Zitat Andreas Obereder

The shortage of skilled workers will continue to increase and make life even more challenging for many companies. Therefore flexibility will further increase and with it the complexity of managing the workforce.

Andreas F.J. Obereder
CEO and Founder, ATOSS

I understand that cohesion, team spirit, shared creativity, a self-determined workflow is important for the employees’ experience – however: how to achieve both: keeping your employees’ content and simultaneously implement a customer centric work ethic?

Obereder: Oh, I don’t think that you should balance between them. Actually, they come hand in hand. A positive employee experience correlates with employee efficiency, creativity, and productivity. This, in turn, has the same effect on customers. Happy employees create happy customer – it is as simple as that. 

The ability to undergo transformation processes is probably the most crucial precondition for successful companies in the future. How do you approach work organizations that are skeptical or fearful about change and creating new structures in which learning and innovations are possible?
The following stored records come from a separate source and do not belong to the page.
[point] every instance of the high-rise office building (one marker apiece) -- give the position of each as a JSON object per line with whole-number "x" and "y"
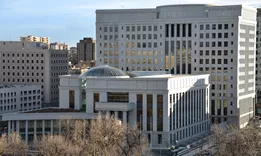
{"x": 73, "y": 57}
{"x": 31, "y": 38}
{"x": 59, "y": 46}
{"x": 31, "y": 63}
{"x": 86, "y": 50}
{"x": 187, "y": 39}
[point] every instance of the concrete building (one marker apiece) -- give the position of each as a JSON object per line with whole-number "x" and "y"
{"x": 31, "y": 38}
{"x": 73, "y": 57}
{"x": 187, "y": 39}
{"x": 86, "y": 50}
{"x": 31, "y": 63}
{"x": 19, "y": 98}
{"x": 166, "y": 107}
{"x": 59, "y": 46}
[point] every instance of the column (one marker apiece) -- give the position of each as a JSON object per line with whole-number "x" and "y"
{"x": 166, "y": 113}
{"x": 178, "y": 112}
{"x": 77, "y": 99}
{"x": 89, "y": 102}
{"x": 26, "y": 131}
{"x": 13, "y": 126}
{"x": 144, "y": 112}
{"x": 169, "y": 52}
{"x": 154, "y": 108}
{"x": 9, "y": 127}
{"x": 17, "y": 127}
{"x": 175, "y": 49}
{"x": 43, "y": 127}
{"x": 181, "y": 47}
{"x": 125, "y": 118}
{"x": 59, "y": 126}
{"x": 187, "y": 30}
{"x": 64, "y": 98}
{"x": 133, "y": 114}
{"x": 51, "y": 127}
{"x": 116, "y": 114}
{"x": 108, "y": 114}
{"x": 99, "y": 113}
{"x": 35, "y": 130}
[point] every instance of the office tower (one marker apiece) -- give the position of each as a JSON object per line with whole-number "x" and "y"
{"x": 187, "y": 39}
{"x": 86, "y": 50}
{"x": 19, "y": 98}
{"x": 31, "y": 38}
{"x": 167, "y": 108}
{"x": 59, "y": 46}
{"x": 32, "y": 63}
{"x": 73, "y": 57}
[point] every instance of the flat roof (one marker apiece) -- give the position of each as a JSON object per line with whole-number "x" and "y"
{"x": 169, "y": 76}
{"x": 54, "y": 110}
{"x": 15, "y": 86}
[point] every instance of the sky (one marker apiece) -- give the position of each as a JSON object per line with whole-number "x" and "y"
{"x": 70, "y": 20}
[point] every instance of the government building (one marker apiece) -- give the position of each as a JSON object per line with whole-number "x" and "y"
{"x": 167, "y": 108}
{"x": 188, "y": 39}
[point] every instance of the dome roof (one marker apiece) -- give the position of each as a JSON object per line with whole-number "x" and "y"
{"x": 103, "y": 71}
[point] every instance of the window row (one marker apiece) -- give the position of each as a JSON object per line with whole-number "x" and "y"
{"x": 214, "y": 35}
{"x": 22, "y": 80}
{"x": 22, "y": 67}
{"x": 215, "y": 26}
{"x": 23, "y": 55}
{"x": 22, "y": 74}
{"x": 215, "y": 44}
{"x": 23, "y": 61}
{"x": 7, "y": 101}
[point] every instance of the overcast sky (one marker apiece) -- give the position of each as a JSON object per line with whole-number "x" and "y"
{"x": 70, "y": 20}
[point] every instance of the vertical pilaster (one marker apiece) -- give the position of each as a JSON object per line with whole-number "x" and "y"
{"x": 144, "y": 112}
{"x": 43, "y": 127}
{"x": 35, "y": 130}
{"x": 51, "y": 127}
{"x": 154, "y": 108}
{"x": 9, "y": 127}
{"x": 17, "y": 127}
{"x": 26, "y": 131}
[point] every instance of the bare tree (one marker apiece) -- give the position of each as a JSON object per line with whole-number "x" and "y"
{"x": 15, "y": 145}
{"x": 102, "y": 136}
{"x": 3, "y": 144}
{"x": 232, "y": 141}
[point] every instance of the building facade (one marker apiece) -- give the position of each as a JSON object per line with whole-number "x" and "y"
{"x": 187, "y": 39}
{"x": 167, "y": 108}
{"x": 19, "y": 98}
{"x": 32, "y": 63}
{"x": 258, "y": 59}
{"x": 86, "y": 50}
{"x": 31, "y": 38}
{"x": 59, "y": 46}
{"x": 73, "y": 57}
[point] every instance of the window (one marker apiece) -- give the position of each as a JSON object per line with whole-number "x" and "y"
{"x": 144, "y": 28}
{"x": 201, "y": 27}
{"x": 225, "y": 35}
{"x": 207, "y": 35}
{"x": 213, "y": 35}
{"x": 213, "y": 26}
{"x": 201, "y": 35}
{"x": 207, "y": 27}
{"x": 226, "y": 26}
{"x": 219, "y": 26}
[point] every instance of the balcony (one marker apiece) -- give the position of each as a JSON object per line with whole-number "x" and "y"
{"x": 114, "y": 106}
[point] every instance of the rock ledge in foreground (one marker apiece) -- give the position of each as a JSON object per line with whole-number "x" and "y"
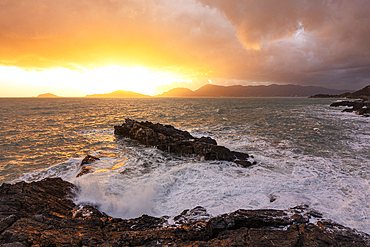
{"x": 169, "y": 139}
{"x": 42, "y": 214}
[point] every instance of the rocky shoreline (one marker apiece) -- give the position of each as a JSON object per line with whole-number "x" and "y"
{"x": 44, "y": 214}
{"x": 175, "y": 141}
{"x": 360, "y": 107}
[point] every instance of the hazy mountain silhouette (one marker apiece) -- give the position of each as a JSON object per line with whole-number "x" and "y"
{"x": 364, "y": 92}
{"x": 118, "y": 94}
{"x": 273, "y": 90}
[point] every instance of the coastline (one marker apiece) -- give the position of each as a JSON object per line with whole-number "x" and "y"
{"x": 43, "y": 213}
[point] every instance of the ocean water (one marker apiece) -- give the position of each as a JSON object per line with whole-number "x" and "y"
{"x": 306, "y": 153}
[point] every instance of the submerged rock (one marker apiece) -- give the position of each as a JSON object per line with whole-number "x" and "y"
{"x": 43, "y": 214}
{"x": 85, "y": 169}
{"x": 360, "y": 107}
{"x": 169, "y": 139}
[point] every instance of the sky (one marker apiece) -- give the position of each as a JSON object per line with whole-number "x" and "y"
{"x": 74, "y": 48}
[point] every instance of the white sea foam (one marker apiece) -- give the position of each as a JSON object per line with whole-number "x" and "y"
{"x": 311, "y": 155}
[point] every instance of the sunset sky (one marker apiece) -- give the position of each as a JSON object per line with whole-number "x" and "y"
{"x": 74, "y": 48}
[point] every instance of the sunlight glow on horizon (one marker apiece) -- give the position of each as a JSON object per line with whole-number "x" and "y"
{"x": 86, "y": 81}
Obereder: The need for change and the speed of change will continue to increase. Organizations that are not open for change will be out of business soon. Let’s get back to that retail store example. Think of a retail store that lives up to the needed flexibility. Always enough people on the floor – but never too many. People with the right skills. People at the right cost. People that are happy with their work-life because it respects their private life. And then think of an old-school retail store with fixed working hours, no possibility for the employees to influence their schedule. Long check-out queues in busy times because of understaffing, bored employees in quiet times because of overstaffing. Who do you think will survive and gain market share?
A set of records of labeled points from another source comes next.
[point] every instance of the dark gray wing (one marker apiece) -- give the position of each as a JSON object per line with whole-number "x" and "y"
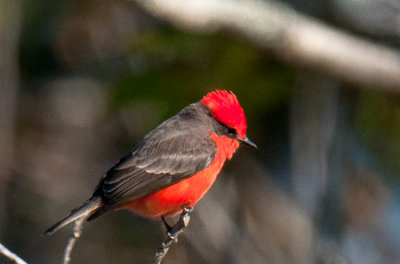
{"x": 177, "y": 149}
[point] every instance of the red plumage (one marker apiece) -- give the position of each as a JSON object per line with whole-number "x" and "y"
{"x": 174, "y": 165}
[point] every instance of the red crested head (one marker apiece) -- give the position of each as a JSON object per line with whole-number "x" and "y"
{"x": 226, "y": 109}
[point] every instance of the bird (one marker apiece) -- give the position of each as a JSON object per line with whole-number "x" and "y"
{"x": 173, "y": 165}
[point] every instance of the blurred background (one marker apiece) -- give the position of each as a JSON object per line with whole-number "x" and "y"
{"x": 82, "y": 81}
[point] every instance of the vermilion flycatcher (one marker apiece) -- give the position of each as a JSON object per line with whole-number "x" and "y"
{"x": 174, "y": 165}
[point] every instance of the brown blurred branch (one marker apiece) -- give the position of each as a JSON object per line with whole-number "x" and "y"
{"x": 10, "y": 255}
{"x": 172, "y": 235}
{"x": 78, "y": 228}
{"x": 294, "y": 37}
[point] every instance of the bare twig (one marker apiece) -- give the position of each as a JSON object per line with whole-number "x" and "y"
{"x": 294, "y": 37}
{"x": 10, "y": 255}
{"x": 78, "y": 228}
{"x": 172, "y": 235}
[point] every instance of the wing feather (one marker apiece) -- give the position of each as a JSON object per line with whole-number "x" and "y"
{"x": 168, "y": 154}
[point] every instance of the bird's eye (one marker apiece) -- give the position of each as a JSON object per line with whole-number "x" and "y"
{"x": 231, "y": 132}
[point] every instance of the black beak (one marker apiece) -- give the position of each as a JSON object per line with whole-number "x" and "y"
{"x": 247, "y": 141}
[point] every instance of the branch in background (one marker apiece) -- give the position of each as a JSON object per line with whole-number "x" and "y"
{"x": 294, "y": 37}
{"x": 78, "y": 228}
{"x": 10, "y": 256}
{"x": 172, "y": 235}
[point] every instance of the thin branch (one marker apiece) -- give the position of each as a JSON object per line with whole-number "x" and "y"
{"x": 295, "y": 38}
{"x": 78, "y": 228}
{"x": 172, "y": 235}
{"x": 10, "y": 255}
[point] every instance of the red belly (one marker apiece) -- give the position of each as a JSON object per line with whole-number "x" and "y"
{"x": 170, "y": 200}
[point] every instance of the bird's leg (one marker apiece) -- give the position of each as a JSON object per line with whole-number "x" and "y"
{"x": 172, "y": 234}
{"x": 167, "y": 226}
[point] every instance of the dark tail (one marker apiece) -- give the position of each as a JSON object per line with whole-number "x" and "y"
{"x": 89, "y": 207}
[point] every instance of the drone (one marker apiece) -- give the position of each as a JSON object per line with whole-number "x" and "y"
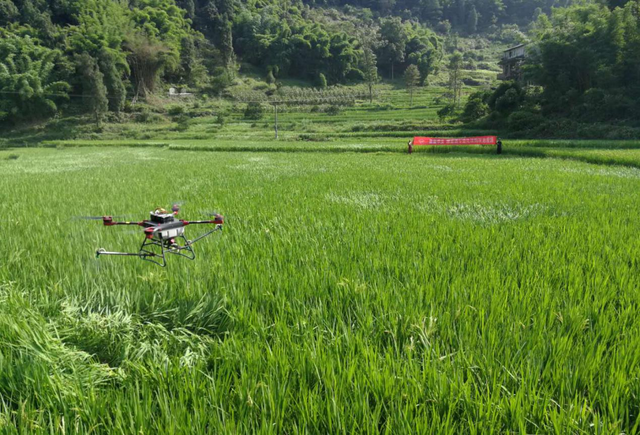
{"x": 162, "y": 233}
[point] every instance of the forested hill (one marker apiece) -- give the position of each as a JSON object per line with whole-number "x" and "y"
{"x": 103, "y": 52}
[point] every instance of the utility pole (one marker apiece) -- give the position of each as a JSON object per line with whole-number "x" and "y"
{"x": 275, "y": 126}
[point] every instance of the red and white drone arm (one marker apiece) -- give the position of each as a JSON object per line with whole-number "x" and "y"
{"x": 108, "y": 222}
{"x": 219, "y": 220}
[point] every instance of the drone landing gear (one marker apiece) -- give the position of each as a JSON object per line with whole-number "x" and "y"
{"x": 154, "y": 250}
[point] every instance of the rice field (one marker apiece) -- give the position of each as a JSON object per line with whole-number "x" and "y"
{"x": 348, "y": 293}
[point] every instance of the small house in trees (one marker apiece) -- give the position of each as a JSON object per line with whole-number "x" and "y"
{"x": 511, "y": 62}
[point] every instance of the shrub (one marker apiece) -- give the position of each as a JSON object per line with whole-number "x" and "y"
{"x": 182, "y": 123}
{"x": 446, "y": 112}
{"x": 524, "y": 120}
{"x": 322, "y": 81}
{"x": 333, "y": 110}
{"x": 175, "y": 110}
{"x": 254, "y": 111}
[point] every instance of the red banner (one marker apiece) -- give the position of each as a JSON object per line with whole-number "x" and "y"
{"x": 478, "y": 140}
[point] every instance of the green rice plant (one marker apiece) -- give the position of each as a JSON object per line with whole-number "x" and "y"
{"x": 438, "y": 292}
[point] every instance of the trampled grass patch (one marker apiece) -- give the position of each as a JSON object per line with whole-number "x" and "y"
{"x": 349, "y": 292}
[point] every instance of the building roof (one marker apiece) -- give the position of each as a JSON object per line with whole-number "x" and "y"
{"x": 514, "y": 47}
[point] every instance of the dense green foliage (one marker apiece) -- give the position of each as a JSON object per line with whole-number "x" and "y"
{"x": 371, "y": 293}
{"x": 141, "y": 44}
{"x": 585, "y": 65}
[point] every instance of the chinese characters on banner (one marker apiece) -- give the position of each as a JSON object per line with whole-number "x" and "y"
{"x": 478, "y": 140}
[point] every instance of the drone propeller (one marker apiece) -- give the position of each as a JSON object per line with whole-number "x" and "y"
{"x": 99, "y": 218}
{"x": 175, "y": 206}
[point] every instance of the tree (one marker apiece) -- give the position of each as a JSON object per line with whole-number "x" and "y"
{"x": 369, "y": 66}
{"x": 455, "y": 78}
{"x": 147, "y": 60}
{"x": 472, "y": 20}
{"x": 93, "y": 89}
{"x": 116, "y": 91}
{"x": 226, "y": 47}
{"x": 411, "y": 79}
{"x": 28, "y": 79}
{"x": 393, "y": 41}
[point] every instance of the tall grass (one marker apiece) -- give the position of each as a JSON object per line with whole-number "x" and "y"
{"x": 432, "y": 293}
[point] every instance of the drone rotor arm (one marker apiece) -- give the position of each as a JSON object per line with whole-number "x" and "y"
{"x": 101, "y": 251}
{"x": 202, "y": 236}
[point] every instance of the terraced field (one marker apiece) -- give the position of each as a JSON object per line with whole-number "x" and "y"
{"x": 349, "y": 292}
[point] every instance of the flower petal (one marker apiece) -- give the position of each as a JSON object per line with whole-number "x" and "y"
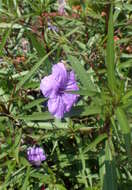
{"x": 71, "y": 82}
{"x": 56, "y": 107}
{"x": 59, "y": 72}
{"x": 69, "y": 100}
{"x": 49, "y": 86}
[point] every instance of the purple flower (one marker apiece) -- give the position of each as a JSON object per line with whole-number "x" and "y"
{"x": 36, "y": 155}
{"x": 62, "y": 5}
{"x": 55, "y": 87}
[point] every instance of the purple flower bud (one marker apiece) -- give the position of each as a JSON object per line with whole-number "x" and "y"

If a company’s attractiveness is key to success and competitive advantages in the war for talents - what needs to be done in this area? How late in the game are we in Germany or Europe in comparison to the rest of the world?

Obereder: The most important thing is that companies recognize what to expect. The skills shortage will not go away. Plus, the younger workforce generations Y and Z demand different things from companies then before. They expect a digital experience in the company and have high demands on the work-life balance. If you want to be successful in attracting the high potentials, you have to offer flexibility. Employees want to decide, at least be involved in those decisions making processes, when the work and where the work. And yes, what we see here is that other European countries are already more advanced than Germany. 
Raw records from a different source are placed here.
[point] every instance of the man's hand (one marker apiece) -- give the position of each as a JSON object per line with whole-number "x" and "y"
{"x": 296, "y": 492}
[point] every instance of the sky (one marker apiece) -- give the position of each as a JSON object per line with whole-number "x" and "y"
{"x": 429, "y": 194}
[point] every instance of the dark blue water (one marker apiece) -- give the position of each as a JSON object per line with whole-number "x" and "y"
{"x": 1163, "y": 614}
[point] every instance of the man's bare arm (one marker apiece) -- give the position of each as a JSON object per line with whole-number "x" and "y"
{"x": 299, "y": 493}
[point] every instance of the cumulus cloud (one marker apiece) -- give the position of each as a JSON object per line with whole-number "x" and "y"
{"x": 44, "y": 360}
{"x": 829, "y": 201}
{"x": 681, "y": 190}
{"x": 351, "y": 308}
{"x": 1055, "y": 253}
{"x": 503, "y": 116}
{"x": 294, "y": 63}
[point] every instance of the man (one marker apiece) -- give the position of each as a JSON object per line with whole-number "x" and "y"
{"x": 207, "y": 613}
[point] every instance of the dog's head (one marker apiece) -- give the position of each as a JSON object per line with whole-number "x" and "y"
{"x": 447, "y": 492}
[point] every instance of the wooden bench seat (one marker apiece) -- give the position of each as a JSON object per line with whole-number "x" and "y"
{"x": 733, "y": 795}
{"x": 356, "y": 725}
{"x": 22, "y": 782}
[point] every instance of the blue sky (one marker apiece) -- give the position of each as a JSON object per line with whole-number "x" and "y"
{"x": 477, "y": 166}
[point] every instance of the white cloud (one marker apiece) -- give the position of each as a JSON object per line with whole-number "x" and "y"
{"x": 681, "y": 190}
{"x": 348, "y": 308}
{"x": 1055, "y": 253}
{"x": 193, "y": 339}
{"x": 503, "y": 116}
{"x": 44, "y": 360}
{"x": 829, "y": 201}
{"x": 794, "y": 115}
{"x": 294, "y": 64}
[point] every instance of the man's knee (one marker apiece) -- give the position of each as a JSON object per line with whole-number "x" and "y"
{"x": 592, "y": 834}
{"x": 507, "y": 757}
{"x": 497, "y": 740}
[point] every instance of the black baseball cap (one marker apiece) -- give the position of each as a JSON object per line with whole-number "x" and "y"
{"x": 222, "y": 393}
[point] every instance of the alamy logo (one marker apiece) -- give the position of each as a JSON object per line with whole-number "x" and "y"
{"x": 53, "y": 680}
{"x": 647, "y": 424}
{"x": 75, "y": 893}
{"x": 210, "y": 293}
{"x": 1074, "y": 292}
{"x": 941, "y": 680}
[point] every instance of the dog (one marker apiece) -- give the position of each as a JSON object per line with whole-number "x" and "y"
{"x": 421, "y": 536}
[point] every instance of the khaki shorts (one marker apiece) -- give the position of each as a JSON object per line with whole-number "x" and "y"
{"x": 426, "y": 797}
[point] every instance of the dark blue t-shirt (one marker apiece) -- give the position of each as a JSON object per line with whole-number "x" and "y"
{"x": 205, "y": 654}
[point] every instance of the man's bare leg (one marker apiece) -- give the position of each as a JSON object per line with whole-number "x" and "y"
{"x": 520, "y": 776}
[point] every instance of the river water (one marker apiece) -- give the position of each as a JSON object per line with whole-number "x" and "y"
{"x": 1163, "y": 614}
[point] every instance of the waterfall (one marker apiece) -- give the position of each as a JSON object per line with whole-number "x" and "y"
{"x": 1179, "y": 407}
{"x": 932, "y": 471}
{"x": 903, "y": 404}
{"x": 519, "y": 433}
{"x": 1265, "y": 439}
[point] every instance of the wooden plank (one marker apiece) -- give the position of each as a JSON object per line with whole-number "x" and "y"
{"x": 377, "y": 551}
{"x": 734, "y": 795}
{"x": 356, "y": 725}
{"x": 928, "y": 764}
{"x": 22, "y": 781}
We are facing multiple crises right now, climate change is probably the most urgent one, how do your solutions contribute to sustainability and environmental protection?

Obereder: Our solution helps to make processes more efficient and effective. We are cutting out a lot of slack from the processes of our customers and most of the time this leads to a better use of resources. This can go from replacing paper-based process with a digital version over reducing the energy consumption by moving solutions in to the cloud up to enabling carpooling by adjusting the schedule to it. 

What’s your outlook on the next 2-5 years? 

Obereder: First of all, I really hope that we all will live in a more peaceful world. On the more business-related topics, we will see a continuation and acceleration of the trends visible already today: Digitalization of HR-processes, move to the cloud – close to every new WFM solution will be cloud-based, rather in 2 than in 5 years. The shortage of skilled workers will continue to increase and make life even more challenging for many companies. Therefore flexibility will further increase and with it the complexity of managing the workforce. Likewise, the pressure to manage the workforce efficiently and fairly. While this might sound dooming, I am also optimistic that companies will find intelligent and innovative solutions for managing their workforce.